TGS Pforzheim verliert dramatische Partie durch eigene Fehler in Heilbronn

Pforzheim/Heilbronn. Zweitbeste Heimmannschaft gegen zweitbeste Auswärtsmannschaft – die Partie zwischen der TSB Heilbronn-Horkheim und der TGS Pforzheim (29:28) hielt über weite Strecken, was sie versprach.

„Ein Unentschieden wäre sicherlich das gerechtere Ergebnis gewesen, aber Gerechtigkeit gibt es natürlich nicht“, ärgerte sich TGS-Abteilungsleiter Wolfgang Taafel nach der Schlusssirene.

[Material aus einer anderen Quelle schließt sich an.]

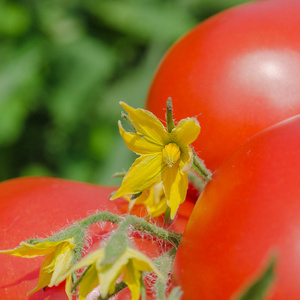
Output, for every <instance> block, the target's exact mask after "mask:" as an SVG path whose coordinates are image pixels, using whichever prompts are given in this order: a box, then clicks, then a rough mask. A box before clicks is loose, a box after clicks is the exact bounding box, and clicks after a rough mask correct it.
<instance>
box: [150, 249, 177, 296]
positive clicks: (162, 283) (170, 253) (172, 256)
mask: <svg viewBox="0 0 300 300" xmlns="http://www.w3.org/2000/svg"><path fill="white" fill-rule="evenodd" d="M175 254H176V249H175V248H172V249H171V250H170V251H168V252H166V253H164V254H163V255H162V256H160V257H159V258H158V259H157V260H156V261H155V263H156V264H157V265H158V266H159V270H160V271H161V273H162V275H163V276H164V278H165V280H161V279H159V278H158V279H157V282H156V285H155V288H156V291H157V299H158V300H166V299H167V298H166V289H167V282H168V275H169V273H170V271H171V268H172V265H173V260H174V257H175Z"/></svg>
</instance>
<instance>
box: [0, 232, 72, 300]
mask: <svg viewBox="0 0 300 300" xmlns="http://www.w3.org/2000/svg"><path fill="white" fill-rule="evenodd" d="M74 247H75V244H74V239H73V238H70V239H66V240H62V241H57V242H51V241H45V242H41V243H37V244H35V245H33V244H30V243H27V242H21V243H20V246H19V247H16V248H15V249H12V250H4V251H0V253H4V254H10V255H14V256H20V257H27V258H32V257H37V256H41V255H46V256H45V258H44V260H43V262H42V266H41V269H40V276H39V283H38V286H37V287H36V288H35V289H33V290H32V291H31V292H29V293H28V294H32V293H34V292H36V291H38V290H40V289H42V288H44V287H46V286H48V287H52V286H54V285H58V284H59V283H60V282H61V281H60V280H59V278H60V277H61V276H62V274H65V273H66V272H67V271H68V270H69V269H70V268H71V263H72V258H73V249H74ZM70 287H71V275H70V276H68V277H67V278H66V293H67V295H68V297H69V299H71V294H70Z"/></svg>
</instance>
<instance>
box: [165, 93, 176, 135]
mask: <svg viewBox="0 0 300 300" xmlns="http://www.w3.org/2000/svg"><path fill="white" fill-rule="evenodd" d="M166 119H167V130H168V132H169V133H170V132H172V130H173V129H174V128H175V124H174V119H173V105H172V98H169V99H168V100H167V114H166Z"/></svg>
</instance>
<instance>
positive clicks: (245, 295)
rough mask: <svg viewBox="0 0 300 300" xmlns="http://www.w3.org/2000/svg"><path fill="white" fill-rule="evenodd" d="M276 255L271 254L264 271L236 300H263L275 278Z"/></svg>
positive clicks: (240, 293) (270, 286) (253, 281)
mask: <svg viewBox="0 0 300 300" xmlns="http://www.w3.org/2000/svg"><path fill="white" fill-rule="evenodd" d="M275 264H276V257H275V256H272V257H271V258H270V260H269V263H268V265H267V267H266V268H265V270H264V272H263V273H262V274H261V275H260V276H258V278H255V280H254V281H253V282H252V283H250V285H249V286H248V287H247V288H246V289H245V290H244V291H243V292H242V293H239V294H240V296H238V297H237V298H235V299H236V300H263V299H265V296H266V294H267V292H268V290H269V288H270V287H271V285H272V283H273V282H274V279H275V274H274V268H275Z"/></svg>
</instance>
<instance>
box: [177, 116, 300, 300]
mask: <svg viewBox="0 0 300 300" xmlns="http://www.w3.org/2000/svg"><path fill="white" fill-rule="evenodd" d="M299 170H300V116H296V117H293V118H290V119H288V120H286V121H283V122H281V123H279V124H277V125H274V126H272V127H271V128H269V129H266V130H264V131H262V132H261V133H259V134H257V135H256V136H254V137H252V138H251V139H249V140H248V141H247V142H246V143H245V144H243V145H242V146H241V147H240V148H239V149H238V150H237V151H236V152H235V153H234V154H233V155H232V156H231V157H230V158H229V159H228V160H227V161H226V162H225V163H224V164H222V166H221V167H220V168H219V169H217V170H216V171H215V173H214V174H213V178H212V181H211V182H209V183H208V184H207V186H206V187H205V189H204V190H203V193H202V194H201V196H200V198H199V199H198V201H197V204H196V206H195V208H194V210H193V212H192V215H191V217H190V220H189V221H188V224H187V226H186V229H185V232H184V234H183V237H182V240H181V243H180V245H179V248H178V251H177V254H176V258H175V269H174V274H175V278H176V283H177V284H179V285H181V286H182V288H183V291H184V297H183V300H186V299H189V300H193V299H201V300H208V299H224V300H226V299H231V297H232V296H233V295H234V293H236V292H237V291H238V290H239V289H241V288H242V287H243V286H245V285H246V284H247V283H248V282H249V280H251V279H253V278H255V277H256V276H257V275H258V274H260V273H261V272H262V270H263V269H264V268H265V266H266V263H267V261H268V260H269V258H270V255H271V253H272V252H275V253H276V254H277V255H278V261H277V264H276V269H275V276H276V281H275V284H274V286H273V288H272V291H271V293H270V295H269V297H268V298H267V299H268V300H282V299H300V285H299V280H298V279H299V278H300V251H299V245H300V176H299Z"/></svg>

Ein offener Schlagabtausch waren die ersten 30 Spielminuten. Während die Horkheimer Panther immer wieder über den Ex-Profi Oliver Hess aus dem Rückraum und über den Ex-TGSler Nils Boschen am Kreis erfolgreich waren, profitierten die Pforzheimer vor allem über das Kreisspiel und die von Maris Versakovs sicher verwandelten Siebenmeter. Beim 10:7 konnte sich Horkheim nur einmal ein kleines Polster herausarbeiten, doch schon fünf Minuten später führte Pforzheim 13:12. Mit einem Kracher in den Torwinkel stellte Versakovs den Spielstand zur Pause auf 17:17.

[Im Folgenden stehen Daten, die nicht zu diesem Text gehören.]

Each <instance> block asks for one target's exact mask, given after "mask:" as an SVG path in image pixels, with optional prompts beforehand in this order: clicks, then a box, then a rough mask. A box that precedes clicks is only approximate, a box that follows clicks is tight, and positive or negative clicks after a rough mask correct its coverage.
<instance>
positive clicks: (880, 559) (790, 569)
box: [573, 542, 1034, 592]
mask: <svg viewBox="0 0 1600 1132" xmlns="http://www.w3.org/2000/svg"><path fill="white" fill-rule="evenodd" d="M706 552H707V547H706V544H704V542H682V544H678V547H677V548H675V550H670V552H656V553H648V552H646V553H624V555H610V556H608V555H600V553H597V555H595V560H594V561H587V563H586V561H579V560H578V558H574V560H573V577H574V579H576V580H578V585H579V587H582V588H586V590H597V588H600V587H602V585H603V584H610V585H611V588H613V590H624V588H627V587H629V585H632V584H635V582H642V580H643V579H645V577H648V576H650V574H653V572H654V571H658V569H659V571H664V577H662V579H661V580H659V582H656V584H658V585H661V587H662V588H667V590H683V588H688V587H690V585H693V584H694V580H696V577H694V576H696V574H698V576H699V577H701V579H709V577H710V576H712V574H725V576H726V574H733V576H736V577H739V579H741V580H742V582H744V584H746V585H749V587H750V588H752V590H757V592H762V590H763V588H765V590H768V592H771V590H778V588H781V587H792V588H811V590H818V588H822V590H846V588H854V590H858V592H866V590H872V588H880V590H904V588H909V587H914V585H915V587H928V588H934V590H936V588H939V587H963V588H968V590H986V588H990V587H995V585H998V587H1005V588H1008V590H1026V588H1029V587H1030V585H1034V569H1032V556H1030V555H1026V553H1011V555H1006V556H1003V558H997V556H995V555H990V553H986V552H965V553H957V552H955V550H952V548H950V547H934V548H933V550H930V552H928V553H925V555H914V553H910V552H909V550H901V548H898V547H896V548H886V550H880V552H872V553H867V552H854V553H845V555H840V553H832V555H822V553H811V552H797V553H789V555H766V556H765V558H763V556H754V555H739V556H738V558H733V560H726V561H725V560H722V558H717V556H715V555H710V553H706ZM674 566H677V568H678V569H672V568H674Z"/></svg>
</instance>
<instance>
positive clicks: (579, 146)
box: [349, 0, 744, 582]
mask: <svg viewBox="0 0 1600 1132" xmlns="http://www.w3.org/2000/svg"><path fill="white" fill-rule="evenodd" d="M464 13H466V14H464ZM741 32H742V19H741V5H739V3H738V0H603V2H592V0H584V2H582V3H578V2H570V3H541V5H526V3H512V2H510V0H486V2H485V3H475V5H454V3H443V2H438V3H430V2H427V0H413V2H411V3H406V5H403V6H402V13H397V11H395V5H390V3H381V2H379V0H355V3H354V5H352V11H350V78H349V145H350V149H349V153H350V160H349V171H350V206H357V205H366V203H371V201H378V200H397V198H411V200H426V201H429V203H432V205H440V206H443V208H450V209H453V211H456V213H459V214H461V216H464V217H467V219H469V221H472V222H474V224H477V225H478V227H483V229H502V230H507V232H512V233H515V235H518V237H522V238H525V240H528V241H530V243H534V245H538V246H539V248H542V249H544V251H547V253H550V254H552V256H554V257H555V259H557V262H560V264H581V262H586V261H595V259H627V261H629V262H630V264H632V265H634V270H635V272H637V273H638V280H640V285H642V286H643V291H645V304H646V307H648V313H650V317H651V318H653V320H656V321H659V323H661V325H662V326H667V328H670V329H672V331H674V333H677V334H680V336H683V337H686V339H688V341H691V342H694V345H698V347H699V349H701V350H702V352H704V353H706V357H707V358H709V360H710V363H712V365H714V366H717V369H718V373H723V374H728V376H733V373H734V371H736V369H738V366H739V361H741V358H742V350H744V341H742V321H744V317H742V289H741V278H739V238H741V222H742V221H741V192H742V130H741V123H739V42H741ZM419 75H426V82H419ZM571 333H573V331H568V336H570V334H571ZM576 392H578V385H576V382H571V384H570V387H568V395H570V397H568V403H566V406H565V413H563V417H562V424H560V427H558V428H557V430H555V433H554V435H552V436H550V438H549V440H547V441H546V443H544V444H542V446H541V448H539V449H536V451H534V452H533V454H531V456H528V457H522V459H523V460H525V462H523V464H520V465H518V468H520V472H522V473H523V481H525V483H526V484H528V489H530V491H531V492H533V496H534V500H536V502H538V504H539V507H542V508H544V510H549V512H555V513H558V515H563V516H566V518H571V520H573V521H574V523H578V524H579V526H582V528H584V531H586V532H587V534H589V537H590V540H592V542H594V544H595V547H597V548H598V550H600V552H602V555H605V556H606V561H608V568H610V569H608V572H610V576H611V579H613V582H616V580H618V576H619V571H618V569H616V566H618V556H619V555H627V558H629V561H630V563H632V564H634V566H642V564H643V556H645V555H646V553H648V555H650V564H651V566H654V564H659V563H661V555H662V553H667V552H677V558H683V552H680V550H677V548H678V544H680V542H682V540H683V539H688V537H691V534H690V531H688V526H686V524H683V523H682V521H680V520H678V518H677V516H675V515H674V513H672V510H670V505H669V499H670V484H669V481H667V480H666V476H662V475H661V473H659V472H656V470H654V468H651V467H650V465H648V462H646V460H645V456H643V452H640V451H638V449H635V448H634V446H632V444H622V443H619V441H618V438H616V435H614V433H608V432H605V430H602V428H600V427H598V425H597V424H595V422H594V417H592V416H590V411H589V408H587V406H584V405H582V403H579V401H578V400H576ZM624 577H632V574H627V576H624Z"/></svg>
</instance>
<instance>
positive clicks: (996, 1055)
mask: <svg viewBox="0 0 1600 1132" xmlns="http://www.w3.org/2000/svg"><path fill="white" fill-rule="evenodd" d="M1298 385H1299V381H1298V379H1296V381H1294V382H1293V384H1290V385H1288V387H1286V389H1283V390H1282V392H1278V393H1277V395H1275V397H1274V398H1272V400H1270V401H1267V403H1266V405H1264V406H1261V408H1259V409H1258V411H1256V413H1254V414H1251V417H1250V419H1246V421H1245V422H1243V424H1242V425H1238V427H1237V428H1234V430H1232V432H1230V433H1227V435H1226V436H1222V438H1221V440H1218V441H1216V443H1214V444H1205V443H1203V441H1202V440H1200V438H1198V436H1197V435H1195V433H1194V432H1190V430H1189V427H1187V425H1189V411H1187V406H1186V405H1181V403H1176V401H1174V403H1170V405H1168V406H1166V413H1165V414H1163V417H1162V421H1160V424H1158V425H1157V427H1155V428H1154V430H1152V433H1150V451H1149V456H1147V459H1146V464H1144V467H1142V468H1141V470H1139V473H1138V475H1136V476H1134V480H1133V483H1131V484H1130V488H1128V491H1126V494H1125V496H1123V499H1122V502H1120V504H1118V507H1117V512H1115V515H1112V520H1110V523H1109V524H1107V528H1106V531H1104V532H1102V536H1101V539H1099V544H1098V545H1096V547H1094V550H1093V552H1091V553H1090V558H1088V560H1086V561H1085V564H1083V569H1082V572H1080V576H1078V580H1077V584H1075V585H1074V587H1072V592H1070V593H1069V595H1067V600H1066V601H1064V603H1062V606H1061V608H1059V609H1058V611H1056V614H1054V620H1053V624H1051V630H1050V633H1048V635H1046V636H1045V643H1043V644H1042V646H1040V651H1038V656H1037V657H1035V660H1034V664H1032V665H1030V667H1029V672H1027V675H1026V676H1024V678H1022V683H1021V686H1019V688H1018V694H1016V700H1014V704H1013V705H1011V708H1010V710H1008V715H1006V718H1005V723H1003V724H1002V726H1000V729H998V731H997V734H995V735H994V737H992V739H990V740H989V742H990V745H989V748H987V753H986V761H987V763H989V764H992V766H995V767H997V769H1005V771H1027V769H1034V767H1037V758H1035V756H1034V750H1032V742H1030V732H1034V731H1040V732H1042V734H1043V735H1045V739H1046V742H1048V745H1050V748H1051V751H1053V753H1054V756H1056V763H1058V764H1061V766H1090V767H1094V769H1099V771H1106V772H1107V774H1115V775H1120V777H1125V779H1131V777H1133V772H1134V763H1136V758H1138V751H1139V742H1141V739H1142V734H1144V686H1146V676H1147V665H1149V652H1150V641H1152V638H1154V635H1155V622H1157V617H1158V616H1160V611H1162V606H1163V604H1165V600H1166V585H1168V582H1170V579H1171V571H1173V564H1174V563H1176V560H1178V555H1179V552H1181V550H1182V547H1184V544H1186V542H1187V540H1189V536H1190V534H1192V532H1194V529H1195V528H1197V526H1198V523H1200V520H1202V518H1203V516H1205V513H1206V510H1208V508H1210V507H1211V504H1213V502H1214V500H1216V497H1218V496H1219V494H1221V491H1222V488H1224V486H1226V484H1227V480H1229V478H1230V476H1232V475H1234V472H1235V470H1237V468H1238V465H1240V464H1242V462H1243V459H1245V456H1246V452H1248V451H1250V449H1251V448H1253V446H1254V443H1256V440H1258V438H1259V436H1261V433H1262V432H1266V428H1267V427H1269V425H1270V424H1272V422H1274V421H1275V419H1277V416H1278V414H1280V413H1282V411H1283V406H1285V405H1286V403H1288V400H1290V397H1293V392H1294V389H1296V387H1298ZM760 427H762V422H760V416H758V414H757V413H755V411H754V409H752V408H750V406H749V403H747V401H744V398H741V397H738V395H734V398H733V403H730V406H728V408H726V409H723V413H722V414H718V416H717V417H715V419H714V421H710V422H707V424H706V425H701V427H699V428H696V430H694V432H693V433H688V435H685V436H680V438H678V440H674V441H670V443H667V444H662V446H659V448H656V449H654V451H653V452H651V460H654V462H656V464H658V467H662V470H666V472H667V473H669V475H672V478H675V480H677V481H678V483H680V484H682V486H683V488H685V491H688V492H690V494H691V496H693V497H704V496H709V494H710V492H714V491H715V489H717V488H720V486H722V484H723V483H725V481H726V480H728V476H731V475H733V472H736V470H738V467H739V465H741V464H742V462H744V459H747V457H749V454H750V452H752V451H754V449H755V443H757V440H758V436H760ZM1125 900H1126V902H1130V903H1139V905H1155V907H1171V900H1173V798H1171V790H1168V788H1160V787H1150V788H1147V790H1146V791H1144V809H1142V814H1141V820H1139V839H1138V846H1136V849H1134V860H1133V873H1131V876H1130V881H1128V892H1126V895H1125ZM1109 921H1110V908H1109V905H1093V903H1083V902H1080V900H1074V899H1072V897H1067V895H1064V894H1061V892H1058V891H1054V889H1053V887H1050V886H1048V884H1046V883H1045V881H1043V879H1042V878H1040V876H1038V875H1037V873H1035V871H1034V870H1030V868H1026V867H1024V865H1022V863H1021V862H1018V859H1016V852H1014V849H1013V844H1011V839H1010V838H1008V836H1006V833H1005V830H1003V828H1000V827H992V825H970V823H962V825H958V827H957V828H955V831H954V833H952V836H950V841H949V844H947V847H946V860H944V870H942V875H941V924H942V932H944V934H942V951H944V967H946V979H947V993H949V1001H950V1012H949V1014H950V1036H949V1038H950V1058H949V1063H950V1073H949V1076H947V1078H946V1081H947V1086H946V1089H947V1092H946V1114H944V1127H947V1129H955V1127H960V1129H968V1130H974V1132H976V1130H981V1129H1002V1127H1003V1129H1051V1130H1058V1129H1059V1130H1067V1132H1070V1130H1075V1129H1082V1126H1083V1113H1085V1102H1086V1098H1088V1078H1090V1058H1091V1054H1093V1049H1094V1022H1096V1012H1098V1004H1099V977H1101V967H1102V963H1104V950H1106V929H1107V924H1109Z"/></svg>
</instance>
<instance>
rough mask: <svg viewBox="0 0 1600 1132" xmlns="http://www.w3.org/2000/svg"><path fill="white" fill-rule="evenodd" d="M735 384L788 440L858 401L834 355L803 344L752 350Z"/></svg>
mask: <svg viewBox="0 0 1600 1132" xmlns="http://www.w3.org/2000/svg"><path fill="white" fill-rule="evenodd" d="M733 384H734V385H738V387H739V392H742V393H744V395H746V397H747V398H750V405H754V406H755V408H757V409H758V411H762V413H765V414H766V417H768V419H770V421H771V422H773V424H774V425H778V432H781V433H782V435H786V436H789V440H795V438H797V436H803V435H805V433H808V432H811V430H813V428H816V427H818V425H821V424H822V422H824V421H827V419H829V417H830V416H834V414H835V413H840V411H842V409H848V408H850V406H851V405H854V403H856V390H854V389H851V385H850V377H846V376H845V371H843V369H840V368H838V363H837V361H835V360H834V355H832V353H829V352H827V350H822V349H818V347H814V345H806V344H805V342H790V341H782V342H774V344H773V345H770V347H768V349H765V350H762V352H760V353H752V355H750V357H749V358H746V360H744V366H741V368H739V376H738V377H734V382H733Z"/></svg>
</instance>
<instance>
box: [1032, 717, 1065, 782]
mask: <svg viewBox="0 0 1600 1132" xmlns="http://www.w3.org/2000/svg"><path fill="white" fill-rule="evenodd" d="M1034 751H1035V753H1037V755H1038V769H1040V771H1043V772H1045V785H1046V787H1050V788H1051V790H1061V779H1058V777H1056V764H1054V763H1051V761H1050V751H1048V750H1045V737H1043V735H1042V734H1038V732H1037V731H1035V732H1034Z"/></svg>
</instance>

Unverändertes Bild in den zweiten 30 Minuten was die Spielstände angeht, das Spiel nahm an körperlicher Intensität aber zu und die TGS-Defensive bekam die starken Rückraumkanoniere Freudl und Hess immer besser unter Kontrolle und unterband zunehmend die Anspiele an den Kreis. Roy James gelang es dabei mit seiner körperlichen Präsenz immer wieder, die druckvollen Angriffsversuche der Panther zu unterbinden.

Neue Taktik der Gastgeber

Neu für die TGS war aber, dass Horkheims Trainer Volker Blumenstein für Pforzheims Spielmacher Versakovs eine Manndeckung verordnete. Dadurch wurde die Partie für die Gäste offensiv ein fünf gegen fünf. Pforzheims Trainer Klimovets brachte nun den wieselflinken Yanez Kirschner im Rückraum und gab dafür die Kreisläuferposition auf. Ab der 48. Spielminute war das Spiel an Dramatik kaum mehr zu überbieten. Trotz personeller Überzahl gestatteten die Pforzheimer ihrem Gegner, ein 22:23 auf 24:23 zu drehen und produzierten in dieser Spielphase haarsträubende Fehler im Angriff oder vergaben beste Chance. So bauten die Heilbronner ihren Vorsprung bis auf 26:23 (51. Minute) aus. Doch das Duo Kirschner/Zweigner hielt dagegen. Mit seinem Zug zum Tor gelang es Kirschner ein ums andere Mal, für Zweigner Lücken zu schaffen, der dann innerhalb von knapp zwei Spielminuten gleich dreimal erfolgreich durchbrach. Hinzu waren Versakovs per Strafwurf und Salzseeler von Linksaußen erfolgreich – und die TGS war nach einem 5:0 Lauf fünf Minuten vor Spielende bei einer Zwei-Tore-Führung vermeintlich auf der Siegerstraße. Dann aber vertändelten die Gäste einen Tempogegenstoß in aussichtsreicher Position und Heilbronn-Horkheim verkürzte trotz Unterzahl. Zeitstrafen gegen Versakovs und Taafel bescherten den Panthern eine doppelte Überzahl, die sie zum umjubelten Siegtreffer durch Pierre Freudl nutzten.

„Herzblut investiert“

„Wir haben uns diese Niederlage selbst zuzuschreiben, haben wir doch in entscheidenden Phasen im Angriff immer wieder unerklärliche, technische Fehler gemacht. Diese Niederlage tut mir richtig weh, wie kaum eine andere in dieser Saison, da wir sehr viel Herzblut investiert haben“, analysierte Wolfgang Taafel.